Katie Townsend-Merino

Katie Townsend-Merino

Professor of Psychology, Palomar College & Vice President of Instruction/Institutional Research, Foothill College
125 Carmel Way
Portola Valley, CA 94028 kmerino@me.com

Phone:619-341-3076

Background Information

Katie Townsend-Merino teaches psychology at Palomar College (California) and earned her MA from UC Berkeley in biopsychology in 1984. After 20 years as a full-time professor she spent three years as a Dean (Canada College--a Hispanic Serving Institution) and one as a Vice-President of Instruction and Institutional Research (Foothill College). Even while "administrating" she has continued to teach online courses for Palomar College . Her research interests have been in the Scholarship of Teaching and Learning, particularly as it applies to the teaching underprepared students; retention in online courses (particularly for students of color); and to student engagement pedagogy in the teaching of psychology, and has been an invited speaker at both local, regional and national conferences (Western Psychological Association, Division Two of American Psychological Association, American Psychological Society, Bay Area Learning Network, Basic Skills Network, and more).

She was an early adopter of active learning approaches, wrote an Active Learning in Psychology Teaching Manual in 1995, and has focused on the relationship between students "doing" psychology as lower division students in their Research Methods and Statistics courses and their success in their upper division courses.

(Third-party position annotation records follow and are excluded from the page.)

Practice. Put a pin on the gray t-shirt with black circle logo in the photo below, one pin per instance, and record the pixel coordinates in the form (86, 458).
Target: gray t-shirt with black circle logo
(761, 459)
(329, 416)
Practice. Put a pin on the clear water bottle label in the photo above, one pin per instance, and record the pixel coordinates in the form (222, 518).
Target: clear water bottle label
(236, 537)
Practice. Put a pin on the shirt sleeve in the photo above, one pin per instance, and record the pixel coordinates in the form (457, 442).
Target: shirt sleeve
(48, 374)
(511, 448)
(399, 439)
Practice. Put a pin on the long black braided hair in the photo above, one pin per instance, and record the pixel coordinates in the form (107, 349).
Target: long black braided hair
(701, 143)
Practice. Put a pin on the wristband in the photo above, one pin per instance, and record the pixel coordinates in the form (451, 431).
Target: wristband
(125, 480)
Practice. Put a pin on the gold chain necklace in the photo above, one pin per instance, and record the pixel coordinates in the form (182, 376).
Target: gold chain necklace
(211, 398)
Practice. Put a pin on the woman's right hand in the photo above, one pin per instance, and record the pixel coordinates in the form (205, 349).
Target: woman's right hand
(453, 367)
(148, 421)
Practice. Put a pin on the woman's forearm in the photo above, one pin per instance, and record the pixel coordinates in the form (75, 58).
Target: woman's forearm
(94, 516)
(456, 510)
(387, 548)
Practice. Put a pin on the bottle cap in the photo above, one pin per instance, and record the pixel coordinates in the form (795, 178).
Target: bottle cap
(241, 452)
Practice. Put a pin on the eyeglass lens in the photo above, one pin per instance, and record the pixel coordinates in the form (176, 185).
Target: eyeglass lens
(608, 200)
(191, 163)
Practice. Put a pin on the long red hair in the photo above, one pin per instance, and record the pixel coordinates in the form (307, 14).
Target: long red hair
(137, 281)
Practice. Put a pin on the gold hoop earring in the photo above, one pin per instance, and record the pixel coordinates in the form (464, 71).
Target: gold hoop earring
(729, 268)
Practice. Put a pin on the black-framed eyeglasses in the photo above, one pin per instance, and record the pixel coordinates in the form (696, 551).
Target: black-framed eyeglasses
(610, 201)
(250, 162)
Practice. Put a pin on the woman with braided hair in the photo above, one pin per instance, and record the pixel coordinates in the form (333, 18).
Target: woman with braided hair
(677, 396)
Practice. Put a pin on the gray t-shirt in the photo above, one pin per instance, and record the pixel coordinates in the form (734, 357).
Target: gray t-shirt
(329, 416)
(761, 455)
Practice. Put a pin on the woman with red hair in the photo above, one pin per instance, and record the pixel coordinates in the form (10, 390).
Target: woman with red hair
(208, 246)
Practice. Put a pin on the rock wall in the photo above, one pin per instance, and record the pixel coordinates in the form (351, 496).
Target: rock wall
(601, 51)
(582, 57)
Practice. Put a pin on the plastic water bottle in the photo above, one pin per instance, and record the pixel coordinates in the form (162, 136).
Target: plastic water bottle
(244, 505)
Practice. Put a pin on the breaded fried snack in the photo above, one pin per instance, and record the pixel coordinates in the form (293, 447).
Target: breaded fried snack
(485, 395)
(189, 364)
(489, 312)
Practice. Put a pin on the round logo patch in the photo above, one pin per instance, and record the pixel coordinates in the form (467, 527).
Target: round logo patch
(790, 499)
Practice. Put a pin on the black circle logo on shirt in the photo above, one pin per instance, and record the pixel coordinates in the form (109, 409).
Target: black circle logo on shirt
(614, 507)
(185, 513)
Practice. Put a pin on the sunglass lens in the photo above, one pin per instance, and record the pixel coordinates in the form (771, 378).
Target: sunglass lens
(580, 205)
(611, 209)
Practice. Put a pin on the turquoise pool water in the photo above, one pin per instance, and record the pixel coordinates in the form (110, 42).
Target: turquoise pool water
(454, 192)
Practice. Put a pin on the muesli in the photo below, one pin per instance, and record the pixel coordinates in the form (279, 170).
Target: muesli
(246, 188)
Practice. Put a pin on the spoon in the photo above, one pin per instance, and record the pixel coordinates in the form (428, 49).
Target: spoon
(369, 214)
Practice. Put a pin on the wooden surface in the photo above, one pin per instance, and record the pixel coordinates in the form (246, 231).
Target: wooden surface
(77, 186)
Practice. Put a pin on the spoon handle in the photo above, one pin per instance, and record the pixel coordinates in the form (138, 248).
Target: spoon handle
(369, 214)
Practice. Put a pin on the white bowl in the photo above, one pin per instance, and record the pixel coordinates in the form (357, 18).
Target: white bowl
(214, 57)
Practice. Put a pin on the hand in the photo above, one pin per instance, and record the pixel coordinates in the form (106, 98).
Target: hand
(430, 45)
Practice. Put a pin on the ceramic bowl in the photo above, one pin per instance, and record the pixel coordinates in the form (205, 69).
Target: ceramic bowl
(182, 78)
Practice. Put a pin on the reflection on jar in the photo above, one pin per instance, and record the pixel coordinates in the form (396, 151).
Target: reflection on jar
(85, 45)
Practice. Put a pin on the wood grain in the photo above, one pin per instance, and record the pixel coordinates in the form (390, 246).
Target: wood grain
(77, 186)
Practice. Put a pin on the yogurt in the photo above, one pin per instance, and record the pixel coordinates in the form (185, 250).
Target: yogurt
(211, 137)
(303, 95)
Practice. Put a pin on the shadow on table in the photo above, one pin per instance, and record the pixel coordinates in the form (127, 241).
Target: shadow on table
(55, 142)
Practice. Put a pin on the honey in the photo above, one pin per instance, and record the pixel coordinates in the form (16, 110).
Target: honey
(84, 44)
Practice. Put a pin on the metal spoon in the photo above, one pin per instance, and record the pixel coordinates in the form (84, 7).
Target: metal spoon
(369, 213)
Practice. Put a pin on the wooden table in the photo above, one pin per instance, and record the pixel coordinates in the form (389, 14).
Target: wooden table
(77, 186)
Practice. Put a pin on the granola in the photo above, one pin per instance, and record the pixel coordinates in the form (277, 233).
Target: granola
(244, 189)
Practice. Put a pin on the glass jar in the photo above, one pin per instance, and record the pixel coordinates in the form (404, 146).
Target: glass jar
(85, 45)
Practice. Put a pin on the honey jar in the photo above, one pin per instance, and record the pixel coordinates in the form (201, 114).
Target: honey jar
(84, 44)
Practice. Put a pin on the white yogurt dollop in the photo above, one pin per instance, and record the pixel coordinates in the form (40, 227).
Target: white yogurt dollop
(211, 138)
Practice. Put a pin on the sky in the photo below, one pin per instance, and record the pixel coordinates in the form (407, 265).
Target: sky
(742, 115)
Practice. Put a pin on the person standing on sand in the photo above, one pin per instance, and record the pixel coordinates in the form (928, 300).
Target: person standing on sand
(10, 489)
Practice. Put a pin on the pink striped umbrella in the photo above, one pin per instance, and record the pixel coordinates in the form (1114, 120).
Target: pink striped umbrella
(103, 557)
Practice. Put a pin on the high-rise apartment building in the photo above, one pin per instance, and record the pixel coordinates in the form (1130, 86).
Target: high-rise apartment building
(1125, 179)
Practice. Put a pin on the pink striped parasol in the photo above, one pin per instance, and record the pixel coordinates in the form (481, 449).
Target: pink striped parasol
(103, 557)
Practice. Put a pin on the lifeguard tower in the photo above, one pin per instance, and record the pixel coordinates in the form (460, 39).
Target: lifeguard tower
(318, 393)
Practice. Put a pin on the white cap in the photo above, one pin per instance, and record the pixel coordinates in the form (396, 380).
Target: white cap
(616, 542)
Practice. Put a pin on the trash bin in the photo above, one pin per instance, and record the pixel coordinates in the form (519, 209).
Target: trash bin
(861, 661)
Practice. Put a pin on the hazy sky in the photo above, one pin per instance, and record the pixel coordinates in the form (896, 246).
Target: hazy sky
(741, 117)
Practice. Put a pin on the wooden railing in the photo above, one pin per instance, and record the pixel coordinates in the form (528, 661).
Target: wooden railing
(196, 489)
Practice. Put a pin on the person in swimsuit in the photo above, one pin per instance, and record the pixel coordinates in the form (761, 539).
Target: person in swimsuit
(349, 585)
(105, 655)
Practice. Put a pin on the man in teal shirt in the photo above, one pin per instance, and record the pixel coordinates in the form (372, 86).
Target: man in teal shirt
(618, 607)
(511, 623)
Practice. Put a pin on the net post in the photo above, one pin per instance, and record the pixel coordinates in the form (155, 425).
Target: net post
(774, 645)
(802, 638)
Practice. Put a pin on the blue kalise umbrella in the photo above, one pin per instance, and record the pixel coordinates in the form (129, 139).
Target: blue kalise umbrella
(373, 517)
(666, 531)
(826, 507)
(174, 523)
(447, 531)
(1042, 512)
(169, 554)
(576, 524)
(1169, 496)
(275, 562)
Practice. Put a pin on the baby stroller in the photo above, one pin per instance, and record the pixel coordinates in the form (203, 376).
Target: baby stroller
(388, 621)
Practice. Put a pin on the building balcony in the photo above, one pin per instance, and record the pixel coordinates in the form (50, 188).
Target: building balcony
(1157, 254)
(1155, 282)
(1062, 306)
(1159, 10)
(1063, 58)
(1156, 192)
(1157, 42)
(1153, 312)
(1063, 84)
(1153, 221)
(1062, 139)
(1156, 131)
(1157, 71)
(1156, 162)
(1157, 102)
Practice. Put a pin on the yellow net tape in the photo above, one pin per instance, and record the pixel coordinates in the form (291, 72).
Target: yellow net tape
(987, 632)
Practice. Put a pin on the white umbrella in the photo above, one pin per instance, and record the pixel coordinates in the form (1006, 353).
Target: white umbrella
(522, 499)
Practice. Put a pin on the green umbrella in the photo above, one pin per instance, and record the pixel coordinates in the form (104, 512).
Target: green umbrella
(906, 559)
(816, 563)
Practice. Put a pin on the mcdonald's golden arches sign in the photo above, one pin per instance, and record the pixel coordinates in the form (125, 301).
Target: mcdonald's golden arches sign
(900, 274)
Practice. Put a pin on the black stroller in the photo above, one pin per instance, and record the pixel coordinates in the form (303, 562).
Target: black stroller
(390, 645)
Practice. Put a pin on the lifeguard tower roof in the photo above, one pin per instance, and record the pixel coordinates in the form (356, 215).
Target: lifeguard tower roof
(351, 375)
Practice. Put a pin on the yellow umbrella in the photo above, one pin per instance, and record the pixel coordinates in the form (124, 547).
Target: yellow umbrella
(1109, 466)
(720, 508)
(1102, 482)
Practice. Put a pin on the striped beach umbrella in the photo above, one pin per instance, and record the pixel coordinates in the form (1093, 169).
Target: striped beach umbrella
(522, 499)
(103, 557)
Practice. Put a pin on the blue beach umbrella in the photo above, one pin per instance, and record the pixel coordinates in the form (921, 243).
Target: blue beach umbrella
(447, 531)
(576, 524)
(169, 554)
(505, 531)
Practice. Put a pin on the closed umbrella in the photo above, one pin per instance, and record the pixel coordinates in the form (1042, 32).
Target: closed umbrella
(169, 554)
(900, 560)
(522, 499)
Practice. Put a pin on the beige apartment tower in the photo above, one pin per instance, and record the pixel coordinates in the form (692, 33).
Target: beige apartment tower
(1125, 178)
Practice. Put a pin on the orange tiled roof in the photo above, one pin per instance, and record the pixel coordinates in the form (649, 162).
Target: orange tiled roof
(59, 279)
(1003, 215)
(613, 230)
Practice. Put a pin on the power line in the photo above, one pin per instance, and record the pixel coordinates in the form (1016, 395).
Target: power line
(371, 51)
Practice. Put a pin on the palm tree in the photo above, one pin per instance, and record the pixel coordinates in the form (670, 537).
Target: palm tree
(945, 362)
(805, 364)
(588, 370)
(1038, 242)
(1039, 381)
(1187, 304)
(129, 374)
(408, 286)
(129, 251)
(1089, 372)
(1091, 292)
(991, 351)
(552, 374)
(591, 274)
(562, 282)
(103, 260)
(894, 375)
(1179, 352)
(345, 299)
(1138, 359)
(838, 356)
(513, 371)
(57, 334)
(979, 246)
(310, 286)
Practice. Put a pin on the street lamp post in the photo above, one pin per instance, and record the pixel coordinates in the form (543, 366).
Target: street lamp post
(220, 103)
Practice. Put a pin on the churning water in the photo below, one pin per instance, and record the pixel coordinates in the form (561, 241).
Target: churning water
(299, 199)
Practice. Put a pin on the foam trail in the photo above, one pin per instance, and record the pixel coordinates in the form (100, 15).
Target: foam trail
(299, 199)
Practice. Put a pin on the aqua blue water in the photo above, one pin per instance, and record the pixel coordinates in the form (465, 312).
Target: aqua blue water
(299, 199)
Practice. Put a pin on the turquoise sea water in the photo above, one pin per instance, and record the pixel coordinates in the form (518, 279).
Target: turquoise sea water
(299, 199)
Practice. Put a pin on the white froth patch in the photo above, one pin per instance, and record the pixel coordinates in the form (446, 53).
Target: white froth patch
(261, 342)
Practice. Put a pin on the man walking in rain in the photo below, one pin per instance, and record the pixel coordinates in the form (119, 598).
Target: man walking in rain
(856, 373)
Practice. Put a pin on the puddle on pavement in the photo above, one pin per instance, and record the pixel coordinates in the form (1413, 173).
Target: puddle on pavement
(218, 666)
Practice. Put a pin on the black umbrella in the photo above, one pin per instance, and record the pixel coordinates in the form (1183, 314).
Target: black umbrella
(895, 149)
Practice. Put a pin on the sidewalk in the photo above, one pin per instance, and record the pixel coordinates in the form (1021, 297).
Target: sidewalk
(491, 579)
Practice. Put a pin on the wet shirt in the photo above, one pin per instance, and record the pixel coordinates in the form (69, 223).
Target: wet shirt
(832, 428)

Related Pedagogical Projects

Most recently, Katie led the development of integrated curriculum (writing and an content course) and accelerated math learning communities for underprepared students. In addition, she is working at the state level with the Basic Skills initiative providing workshops on scaffolding complex writing assignments in transfer level courses and working at the state level examining the impact of prerequisites on course success. She just completed three years of work with Woodrow Wilson National Fellowship Foundation Early College project, again with the focus on preparing underprepared, and often unrepresented, students.